Sire Ahiezer fathered no sons, but he praised the Ineffable sevenfold daily for the daughter who fell to his lot. He cherished her like the apple of his eye, and set maidservants and tirewomen to wait on her, that her very least wish might be honored. And, surely, she was worthy of all this respect, for she was the pattern of virtue, and all the graces were joined together in her person: princely the radiance of her countenance; like the matriarchs’ her straitness of virtue; her voice pleasing as the harp of David; and all her ways modest and gentle.

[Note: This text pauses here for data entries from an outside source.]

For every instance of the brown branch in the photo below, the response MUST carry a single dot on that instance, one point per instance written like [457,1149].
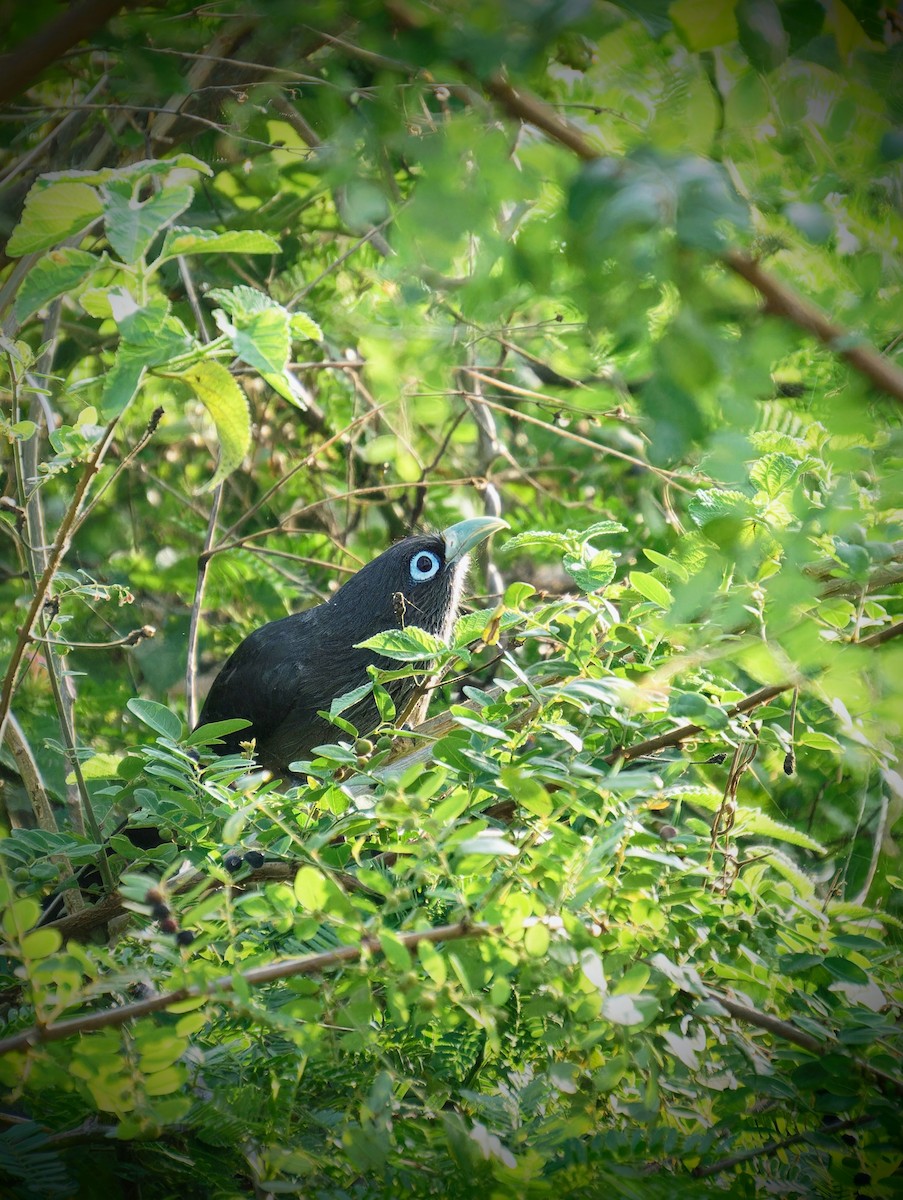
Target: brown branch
[132,639]
[53,563]
[788,1032]
[674,737]
[19,69]
[881,635]
[285,969]
[783,301]
[772,1147]
[779,299]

But all this pride was inward, and dwelt apart, in the innermost chambers, so that only the intimates of her father’s house might behold her, at twilight, when, at times, she went down to walk in the garden, among the spice trees and the roses, where the doves fluttered about her in the twilight, murmuring their fondness in her ears and shielding her with their wings, like the golden cherubs on the ark of the sanctuary.
And when her season came, the season of love, her father sent couriers to all the dispersions of Israel, to spy out a youth that would be her match, such a paragon, a cluster of virtue, as had no peer in all the world. Here it was that the evil one intervened, and not in vain were the words bruited about, by the men of Jerusalem, to the effect that Sire Ahiezer had slighted all the seminaries and academies, all the seats of learning in the Land of Israel when he sent to find a match for his daughter among the sons of the exile abroad. But who might admonish so mighty a man — who might tender him counsel? They all began eagerly to await the match that the Holy One, blessed be He, would provide for this cloistered grace, glorious child, vaunted daughter of Jerusalem.